Researchers at the University of Pennsylvania have studied the genetics of a class of neurological disorders that includes Huntington’s disease and Fragile X Syndrome. They found that there were similarities in the 3D shape of the folded DNA. To learn more about this, you can view the source press release at the University of Pennsylvania’s website by clicking here. Alternatively, you can view the original study by clicking here.
DNA is present in almost every cell in the body, and contains ‘instructions’ for building components of the body. Most DNA is inside the nucleus of the cell, although some is in mitochondria. DNA is made up of base pairs that bond together to form a double helix shape. According to Penn’s article, this double helix DNA needs to further fold into a complicated 3D pattern in order to fit into the nucleus of the cell. The ability to map the 3D folded shape of DNA is a relatively recent development.

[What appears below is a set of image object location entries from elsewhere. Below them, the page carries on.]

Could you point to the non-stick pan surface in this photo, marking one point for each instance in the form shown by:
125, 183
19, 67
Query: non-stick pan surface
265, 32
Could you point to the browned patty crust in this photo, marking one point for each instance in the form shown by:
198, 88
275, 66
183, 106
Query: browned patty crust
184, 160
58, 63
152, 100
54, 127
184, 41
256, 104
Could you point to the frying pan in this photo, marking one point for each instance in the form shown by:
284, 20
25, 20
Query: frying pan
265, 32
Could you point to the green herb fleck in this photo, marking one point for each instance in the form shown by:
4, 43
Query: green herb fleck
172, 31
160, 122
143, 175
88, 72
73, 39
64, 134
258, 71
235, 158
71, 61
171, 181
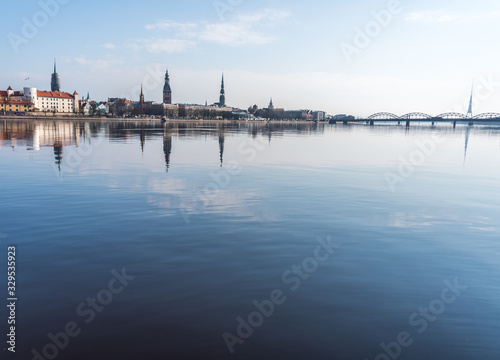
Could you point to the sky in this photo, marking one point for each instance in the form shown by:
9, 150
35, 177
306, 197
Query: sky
354, 57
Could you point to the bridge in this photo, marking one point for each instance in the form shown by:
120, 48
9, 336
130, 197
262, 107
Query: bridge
422, 117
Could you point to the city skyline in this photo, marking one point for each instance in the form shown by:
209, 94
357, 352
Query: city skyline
421, 57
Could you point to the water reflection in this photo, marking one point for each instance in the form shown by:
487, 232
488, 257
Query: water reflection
35, 135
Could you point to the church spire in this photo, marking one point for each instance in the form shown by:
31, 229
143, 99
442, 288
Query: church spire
55, 83
222, 98
167, 91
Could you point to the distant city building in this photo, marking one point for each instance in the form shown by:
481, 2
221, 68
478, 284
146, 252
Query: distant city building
222, 97
57, 102
167, 91
55, 83
319, 115
15, 101
141, 102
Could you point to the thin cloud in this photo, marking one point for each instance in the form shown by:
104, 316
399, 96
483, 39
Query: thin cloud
244, 30
431, 17
168, 45
109, 46
98, 63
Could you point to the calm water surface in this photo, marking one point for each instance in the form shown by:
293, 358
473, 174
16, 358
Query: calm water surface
374, 242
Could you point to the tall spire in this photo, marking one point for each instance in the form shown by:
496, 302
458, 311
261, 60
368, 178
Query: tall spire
167, 91
55, 83
222, 98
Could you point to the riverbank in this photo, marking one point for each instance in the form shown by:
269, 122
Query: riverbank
145, 120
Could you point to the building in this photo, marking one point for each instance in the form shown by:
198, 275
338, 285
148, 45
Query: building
167, 91
55, 83
57, 102
222, 97
14, 101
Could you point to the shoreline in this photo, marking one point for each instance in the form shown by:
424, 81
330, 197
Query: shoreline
147, 120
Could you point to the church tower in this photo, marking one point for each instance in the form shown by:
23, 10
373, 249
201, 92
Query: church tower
271, 105
141, 102
55, 84
167, 91
222, 98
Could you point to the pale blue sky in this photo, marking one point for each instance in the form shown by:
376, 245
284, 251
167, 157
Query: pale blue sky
423, 57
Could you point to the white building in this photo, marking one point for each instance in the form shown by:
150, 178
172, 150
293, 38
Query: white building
55, 101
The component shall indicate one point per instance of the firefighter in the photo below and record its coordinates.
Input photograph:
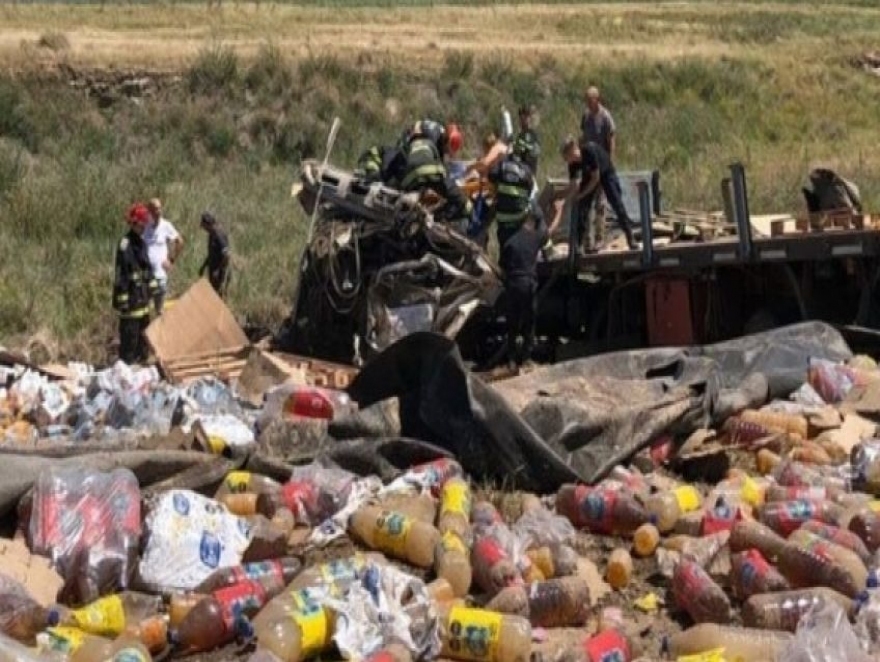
(514, 182)
(217, 261)
(134, 287)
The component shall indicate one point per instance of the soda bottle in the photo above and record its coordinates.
(866, 525)
(645, 540)
(493, 569)
(815, 566)
(479, 635)
(608, 645)
(787, 516)
(838, 536)
(696, 593)
(600, 511)
(783, 611)
(738, 643)
(455, 508)
(108, 616)
(305, 630)
(274, 575)
(217, 619)
(452, 562)
(667, 507)
(749, 534)
(844, 558)
(619, 570)
(750, 573)
(246, 482)
(395, 534)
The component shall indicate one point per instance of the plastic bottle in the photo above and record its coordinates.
(600, 511)
(696, 593)
(396, 535)
(749, 534)
(455, 508)
(305, 630)
(108, 616)
(619, 571)
(480, 635)
(738, 643)
(452, 562)
(274, 575)
(787, 516)
(783, 611)
(493, 569)
(866, 525)
(238, 482)
(750, 573)
(552, 603)
(838, 536)
(645, 540)
(667, 507)
(217, 619)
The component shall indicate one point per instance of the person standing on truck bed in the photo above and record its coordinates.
(134, 286)
(589, 170)
(597, 126)
(217, 261)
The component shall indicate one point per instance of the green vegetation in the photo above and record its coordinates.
(229, 134)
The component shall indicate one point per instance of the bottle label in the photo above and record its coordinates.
(450, 542)
(608, 646)
(472, 634)
(392, 530)
(237, 481)
(239, 601)
(687, 497)
(104, 617)
(456, 498)
(311, 618)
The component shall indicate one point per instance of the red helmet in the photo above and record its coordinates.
(138, 214)
(454, 138)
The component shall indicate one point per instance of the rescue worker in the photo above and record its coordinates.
(217, 261)
(590, 170)
(134, 287)
(526, 143)
(518, 260)
(513, 181)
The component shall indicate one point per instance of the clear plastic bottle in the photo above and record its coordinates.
(297, 632)
(220, 617)
(110, 615)
(696, 593)
(493, 569)
(750, 573)
(787, 516)
(452, 562)
(838, 536)
(396, 535)
(783, 611)
(738, 643)
(238, 482)
(479, 635)
(667, 507)
(749, 534)
(600, 511)
(274, 575)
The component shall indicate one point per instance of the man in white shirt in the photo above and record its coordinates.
(164, 244)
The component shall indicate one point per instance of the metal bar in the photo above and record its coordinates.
(647, 224)
(741, 209)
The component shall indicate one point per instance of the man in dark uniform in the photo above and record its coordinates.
(590, 168)
(217, 261)
(134, 287)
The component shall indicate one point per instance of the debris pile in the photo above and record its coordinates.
(716, 502)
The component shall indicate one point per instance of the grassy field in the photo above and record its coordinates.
(693, 86)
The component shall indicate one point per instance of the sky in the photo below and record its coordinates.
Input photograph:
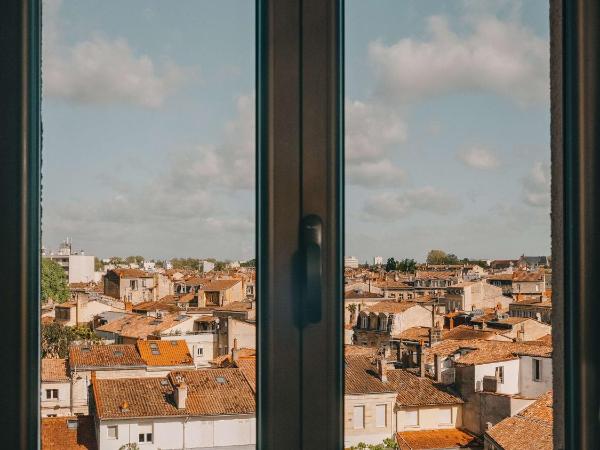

It is very common for sections of DNA to contain repeating base pair sequences (known as short tandem repeats). However, some people can have extremely long and unstable repeating sections called trinucleotide units, which is known as a trinucleotide repeats (TNR) expansion disorder. TNR expansion disorders have been linked to several severe neurodegenerative and neuromuscular disorders, such as Huntington’s disease and Fragile X syndrome.
Researchers found that a strong correlation between unstable short tandem repeats, a misfolding of the genome’s 3D shape, and pathologic gene disruption. The unstable repeating sections linked to disorders were shown to often be near ‘boundaries’ in the DNA. One of the questions the researchers asked about these results was whether the correlation was causal, and, if so, in which direction. The boundaries could in some way cause the repeats, or the repeats could cause a boundary to form there. Scientists are now attempting to answer that question in an on-going study.